Tory rebels seek to reverse onshore windfarms ban in England

Prime minister Rishi Sunak is under pressure to drop the government’s de facto ban on onshore wind in England with rebel Tory MPs set to force the issue to a House of Commons vote in the coming days.

Simon Clarke, who was levelling-up secretary under former prime minister Liz Truss, has tabled an amendment to the levelling-up and regeneration bill which is currently before Parliament.

The move by the prominent backbencher comes less than 24 hours after Sunak was forced to delay a critical vote on planning reform in the face of a growing rebellion among his own MPs.

The clampdown on new onshore windfarms was originally introduced by David Cameron when he was prime minister in 2015 to placate a growing number of Tory party members who were opposed to them.

Truss announced she was scrapping those onerous planning restrictions in September during her shortlived premiership in a bid to spur a rapid expansion of onshore windfarms – one of the cheapest form of renewable power.

But after replacing her in Downing Street, Sunak again blocked the technology, despite his broader ambition for a big increase in renewable generation.

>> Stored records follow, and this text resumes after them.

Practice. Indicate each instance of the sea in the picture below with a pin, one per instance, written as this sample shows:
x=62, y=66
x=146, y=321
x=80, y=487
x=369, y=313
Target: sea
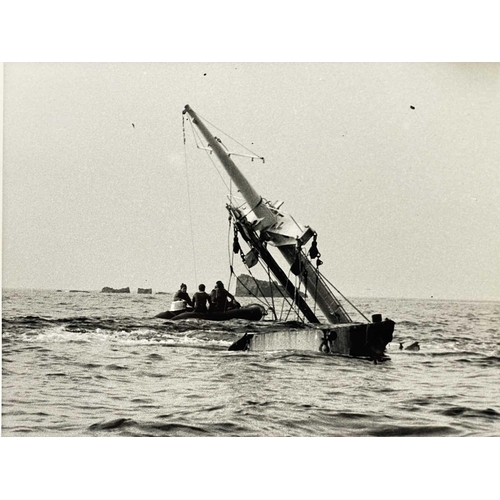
x=92, y=364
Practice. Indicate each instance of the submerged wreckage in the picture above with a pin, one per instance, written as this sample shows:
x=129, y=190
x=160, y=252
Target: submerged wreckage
x=261, y=225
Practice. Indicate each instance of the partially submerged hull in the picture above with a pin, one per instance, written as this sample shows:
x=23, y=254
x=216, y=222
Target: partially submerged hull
x=352, y=339
x=251, y=313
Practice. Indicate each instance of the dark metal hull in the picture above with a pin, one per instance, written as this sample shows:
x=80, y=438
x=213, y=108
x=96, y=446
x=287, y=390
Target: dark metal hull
x=367, y=340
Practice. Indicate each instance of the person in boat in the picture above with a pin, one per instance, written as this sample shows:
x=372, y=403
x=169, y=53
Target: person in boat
x=182, y=294
x=200, y=300
x=222, y=300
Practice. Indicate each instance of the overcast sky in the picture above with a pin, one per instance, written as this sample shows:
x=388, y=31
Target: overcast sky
x=396, y=166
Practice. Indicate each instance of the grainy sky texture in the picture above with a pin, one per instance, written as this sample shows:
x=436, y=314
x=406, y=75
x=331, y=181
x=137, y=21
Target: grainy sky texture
x=396, y=166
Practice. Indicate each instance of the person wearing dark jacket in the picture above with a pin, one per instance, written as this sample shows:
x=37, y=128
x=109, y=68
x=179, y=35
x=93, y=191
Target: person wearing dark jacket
x=221, y=299
x=200, y=300
x=182, y=294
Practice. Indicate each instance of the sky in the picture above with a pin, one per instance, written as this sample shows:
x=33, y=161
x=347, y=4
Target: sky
x=395, y=165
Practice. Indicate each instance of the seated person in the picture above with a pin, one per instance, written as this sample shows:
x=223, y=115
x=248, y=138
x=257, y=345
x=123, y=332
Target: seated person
x=221, y=299
x=200, y=300
x=182, y=294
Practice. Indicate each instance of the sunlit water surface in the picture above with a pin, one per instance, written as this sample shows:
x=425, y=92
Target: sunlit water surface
x=94, y=364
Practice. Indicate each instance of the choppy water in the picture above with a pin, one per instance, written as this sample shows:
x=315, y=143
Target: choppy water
x=93, y=364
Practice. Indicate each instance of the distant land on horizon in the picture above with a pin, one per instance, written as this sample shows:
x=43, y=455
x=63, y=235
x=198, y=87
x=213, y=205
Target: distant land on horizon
x=163, y=292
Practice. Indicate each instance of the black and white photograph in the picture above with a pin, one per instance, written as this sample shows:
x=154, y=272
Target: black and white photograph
x=257, y=249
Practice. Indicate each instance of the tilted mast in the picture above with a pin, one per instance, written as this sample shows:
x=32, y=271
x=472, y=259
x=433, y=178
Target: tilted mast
x=280, y=230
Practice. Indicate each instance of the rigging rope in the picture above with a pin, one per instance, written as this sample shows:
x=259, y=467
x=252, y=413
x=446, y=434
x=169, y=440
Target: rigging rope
x=233, y=139
x=189, y=200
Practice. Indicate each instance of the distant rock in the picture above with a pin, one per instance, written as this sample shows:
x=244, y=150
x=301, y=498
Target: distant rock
x=247, y=286
x=108, y=289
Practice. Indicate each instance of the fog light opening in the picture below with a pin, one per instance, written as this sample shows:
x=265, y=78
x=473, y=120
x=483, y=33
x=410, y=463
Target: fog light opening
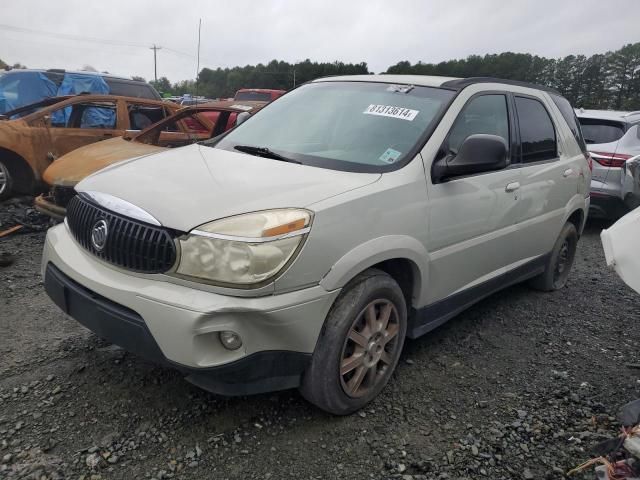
x=230, y=340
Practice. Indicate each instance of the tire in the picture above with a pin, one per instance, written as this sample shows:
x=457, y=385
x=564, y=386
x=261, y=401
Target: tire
x=560, y=262
x=356, y=337
x=6, y=181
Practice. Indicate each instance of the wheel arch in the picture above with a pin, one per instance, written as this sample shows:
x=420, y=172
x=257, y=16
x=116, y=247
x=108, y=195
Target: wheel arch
x=404, y=258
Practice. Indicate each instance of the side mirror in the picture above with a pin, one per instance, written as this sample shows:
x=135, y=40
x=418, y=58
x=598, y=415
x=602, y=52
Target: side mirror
x=478, y=153
x=242, y=117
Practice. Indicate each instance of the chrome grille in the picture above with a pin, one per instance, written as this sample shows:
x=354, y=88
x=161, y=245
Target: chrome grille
x=129, y=244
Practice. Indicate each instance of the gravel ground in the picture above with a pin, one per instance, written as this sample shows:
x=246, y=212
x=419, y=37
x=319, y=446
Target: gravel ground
x=518, y=387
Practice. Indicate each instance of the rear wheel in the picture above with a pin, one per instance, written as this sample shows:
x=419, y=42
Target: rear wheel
x=359, y=346
x=560, y=262
x=6, y=181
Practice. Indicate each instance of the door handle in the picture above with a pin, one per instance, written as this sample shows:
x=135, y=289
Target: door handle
x=512, y=187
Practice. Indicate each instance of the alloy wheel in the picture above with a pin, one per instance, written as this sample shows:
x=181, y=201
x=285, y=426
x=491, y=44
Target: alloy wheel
x=370, y=348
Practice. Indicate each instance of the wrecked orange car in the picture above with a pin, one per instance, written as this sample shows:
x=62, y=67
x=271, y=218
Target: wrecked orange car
x=32, y=137
x=189, y=125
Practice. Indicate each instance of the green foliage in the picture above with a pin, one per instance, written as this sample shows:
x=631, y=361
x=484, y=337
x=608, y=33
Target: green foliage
x=602, y=81
x=223, y=83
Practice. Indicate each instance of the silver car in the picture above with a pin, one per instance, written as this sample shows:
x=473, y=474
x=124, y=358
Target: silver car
x=612, y=138
x=301, y=248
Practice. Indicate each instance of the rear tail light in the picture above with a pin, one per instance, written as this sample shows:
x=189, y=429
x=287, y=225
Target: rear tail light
x=606, y=159
x=589, y=160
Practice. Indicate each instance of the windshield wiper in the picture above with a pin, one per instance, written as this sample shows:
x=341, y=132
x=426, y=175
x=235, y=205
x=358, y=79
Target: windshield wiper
x=264, y=152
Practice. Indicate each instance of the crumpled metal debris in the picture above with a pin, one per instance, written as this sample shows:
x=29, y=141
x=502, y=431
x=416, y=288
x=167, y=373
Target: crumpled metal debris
x=618, y=458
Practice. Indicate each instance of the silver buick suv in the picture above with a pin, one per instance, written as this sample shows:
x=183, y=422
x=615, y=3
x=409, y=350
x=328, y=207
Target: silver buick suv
x=301, y=248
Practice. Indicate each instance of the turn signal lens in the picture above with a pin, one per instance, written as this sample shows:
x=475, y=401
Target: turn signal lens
x=244, y=250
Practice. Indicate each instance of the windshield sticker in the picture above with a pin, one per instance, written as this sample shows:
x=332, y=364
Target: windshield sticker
x=390, y=156
x=391, y=111
x=400, y=88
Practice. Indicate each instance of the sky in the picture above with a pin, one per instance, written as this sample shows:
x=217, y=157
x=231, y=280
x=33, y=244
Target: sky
x=115, y=35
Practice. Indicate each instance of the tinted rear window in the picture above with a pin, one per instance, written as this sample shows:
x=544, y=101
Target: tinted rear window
x=537, y=135
x=570, y=117
x=253, y=96
x=601, y=131
x=136, y=90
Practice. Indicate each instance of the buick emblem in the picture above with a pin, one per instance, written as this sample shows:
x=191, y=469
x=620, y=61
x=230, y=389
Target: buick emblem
x=99, y=235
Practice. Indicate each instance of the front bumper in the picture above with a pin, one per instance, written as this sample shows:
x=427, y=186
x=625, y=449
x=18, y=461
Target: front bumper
x=177, y=325
x=44, y=204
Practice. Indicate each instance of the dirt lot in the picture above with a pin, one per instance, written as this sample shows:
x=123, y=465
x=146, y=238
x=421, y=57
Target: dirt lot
x=519, y=386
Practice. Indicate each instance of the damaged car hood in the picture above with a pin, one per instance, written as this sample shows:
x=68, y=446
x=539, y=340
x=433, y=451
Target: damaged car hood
x=186, y=187
x=78, y=164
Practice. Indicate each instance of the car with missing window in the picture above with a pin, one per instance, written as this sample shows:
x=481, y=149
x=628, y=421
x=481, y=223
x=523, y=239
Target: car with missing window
x=301, y=248
x=32, y=137
x=187, y=126
x=21, y=87
x=612, y=138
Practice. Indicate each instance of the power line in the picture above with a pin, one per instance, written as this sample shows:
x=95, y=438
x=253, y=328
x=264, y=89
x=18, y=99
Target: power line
x=64, y=36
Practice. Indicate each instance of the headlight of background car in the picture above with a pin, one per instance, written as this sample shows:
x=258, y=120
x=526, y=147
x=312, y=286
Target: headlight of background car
x=245, y=249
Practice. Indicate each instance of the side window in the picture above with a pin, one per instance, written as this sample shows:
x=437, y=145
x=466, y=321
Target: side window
x=86, y=115
x=486, y=114
x=142, y=116
x=570, y=117
x=537, y=135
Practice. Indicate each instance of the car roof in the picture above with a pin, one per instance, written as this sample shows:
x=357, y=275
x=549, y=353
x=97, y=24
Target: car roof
x=62, y=71
x=621, y=116
x=421, y=80
x=240, y=105
x=451, y=83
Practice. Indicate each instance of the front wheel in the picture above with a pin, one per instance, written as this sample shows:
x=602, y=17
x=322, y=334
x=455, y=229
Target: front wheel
x=560, y=262
x=359, y=346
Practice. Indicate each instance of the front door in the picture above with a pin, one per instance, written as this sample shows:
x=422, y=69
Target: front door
x=472, y=218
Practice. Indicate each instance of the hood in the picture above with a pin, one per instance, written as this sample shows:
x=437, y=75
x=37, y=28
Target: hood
x=82, y=162
x=186, y=187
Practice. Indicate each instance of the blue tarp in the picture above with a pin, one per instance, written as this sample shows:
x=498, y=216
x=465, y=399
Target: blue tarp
x=94, y=117
x=20, y=88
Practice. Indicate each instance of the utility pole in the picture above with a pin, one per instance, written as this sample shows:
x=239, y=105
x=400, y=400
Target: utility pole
x=155, y=60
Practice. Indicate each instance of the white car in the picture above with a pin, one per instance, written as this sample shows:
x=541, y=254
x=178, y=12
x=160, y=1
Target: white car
x=301, y=248
x=620, y=243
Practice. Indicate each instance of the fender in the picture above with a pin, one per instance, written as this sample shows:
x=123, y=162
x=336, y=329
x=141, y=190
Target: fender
x=577, y=203
x=378, y=250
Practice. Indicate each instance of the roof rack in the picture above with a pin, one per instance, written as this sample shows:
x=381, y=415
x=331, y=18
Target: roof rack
x=465, y=82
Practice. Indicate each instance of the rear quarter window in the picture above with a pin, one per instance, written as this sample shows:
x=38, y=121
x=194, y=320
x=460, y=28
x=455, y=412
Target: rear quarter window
x=569, y=116
x=537, y=133
x=136, y=90
x=601, y=131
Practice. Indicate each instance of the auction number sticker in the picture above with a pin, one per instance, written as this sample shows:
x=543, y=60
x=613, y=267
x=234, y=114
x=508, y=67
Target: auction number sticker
x=391, y=111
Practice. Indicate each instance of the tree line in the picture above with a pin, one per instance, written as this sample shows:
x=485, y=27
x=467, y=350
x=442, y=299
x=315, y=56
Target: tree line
x=608, y=80
x=602, y=81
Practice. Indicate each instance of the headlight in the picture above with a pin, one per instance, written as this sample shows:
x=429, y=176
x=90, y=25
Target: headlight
x=243, y=250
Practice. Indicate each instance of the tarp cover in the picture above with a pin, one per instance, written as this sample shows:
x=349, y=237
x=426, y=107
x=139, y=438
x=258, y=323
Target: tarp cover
x=18, y=89
x=76, y=83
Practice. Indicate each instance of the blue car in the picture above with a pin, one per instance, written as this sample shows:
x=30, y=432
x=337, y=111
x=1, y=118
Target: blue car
x=23, y=87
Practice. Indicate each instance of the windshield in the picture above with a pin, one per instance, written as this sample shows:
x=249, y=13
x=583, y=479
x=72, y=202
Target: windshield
x=355, y=126
x=18, y=88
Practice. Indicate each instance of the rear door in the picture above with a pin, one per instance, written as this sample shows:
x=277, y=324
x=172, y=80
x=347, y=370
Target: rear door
x=551, y=165
x=81, y=123
x=472, y=218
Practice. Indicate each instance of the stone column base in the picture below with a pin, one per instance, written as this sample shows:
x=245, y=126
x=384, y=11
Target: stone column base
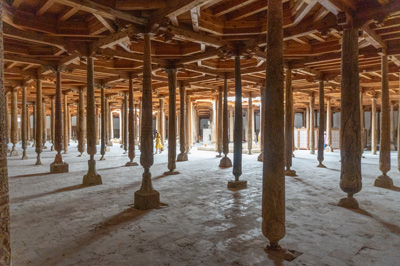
x=131, y=164
x=241, y=184
x=384, y=181
x=147, y=200
x=182, y=157
x=349, y=202
x=58, y=168
x=92, y=178
x=225, y=162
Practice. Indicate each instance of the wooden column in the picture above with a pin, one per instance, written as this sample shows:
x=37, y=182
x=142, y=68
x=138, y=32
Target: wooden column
x=24, y=122
x=52, y=122
x=250, y=125
x=14, y=122
x=350, y=128
x=147, y=197
x=384, y=151
x=81, y=122
x=58, y=166
x=328, y=147
x=125, y=121
x=5, y=247
x=289, y=124
x=225, y=161
x=312, y=124
x=91, y=178
x=182, y=131
x=171, y=121
x=374, y=133
x=132, y=125
x=103, y=142
x=237, y=143
x=321, y=127
x=65, y=136
x=273, y=198
x=39, y=121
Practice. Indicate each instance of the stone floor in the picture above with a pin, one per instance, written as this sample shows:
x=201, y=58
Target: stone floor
x=55, y=221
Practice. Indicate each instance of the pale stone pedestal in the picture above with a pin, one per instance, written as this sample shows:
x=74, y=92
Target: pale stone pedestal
x=241, y=184
x=384, y=181
x=182, y=157
x=225, y=162
x=92, y=178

Clarke’s amendment would force Michael Gove, who replaced him as levelling-up secretary in Sunak’s cabinet, to allow onshore windfarm applications by revising the government guidance known as the National Planning Policy Framework.

In an attempt to reassure other MPs, Clarke’s amendment would ensure that the projects could only go ahead where they had the backing of councils by preventing developers from appealing to the national Planning Inspectorate when their schemes are rejected.

Clarke said the politics around wind turbines had changed since the Cameron ban seven years ago. “I think there is such a compelling case in terms of economic, environmental and political rationale as well as energy security, to put decisions on wind farms in the hands of local communities rather than having a hardline block,” he said.

Downing Street said it wanted to study the amendment before commenting.

Sam Hall, director of the Conservative Environment Network, said allowing an expansion of onshore wind was a “brilliant idea” given the energy crisis facing the UK.

“Onshore wind is one of the cheapest sources of energy generation, polls show it is popular with voters, including Conservative voters, including those in the countryside,” he said.

“The current system – which allows an objection by just one person to stop a new development – is not conducive to helping us tackle our energy crisis and get more home-grown energy.”

Dan McGrail, chief executive of the trade body RenewableUK, called the amendment “timely because the block on onshore wind in England is depriving homes and businesses of cheap electricity at a time when international gas prices have sent bills through the roof”.

McGrail said that no other technology had been subjected to this “draconian” ban.

“Onshore wind should be put onto a level playing field with other power sources especially as the overwhelming majority of people support it in every opinion poll, including over 80 per cent of Conservative voters,” McGrail argued. He added that onshore wind farms can be built in as little as a year once all relevant permissions are granted.

A Labour spokesperson said the party backed onshore wind as part of a strategy to reach 100 per cent low-carbon electricity generation by 2030.

Sunak told the COP27 climate gathering in Egypt that renewable energy was a “fantastic source of new jobs and growth”, arguing that investing in green power was the way for Britain to “insure ourselves against the risks of energy.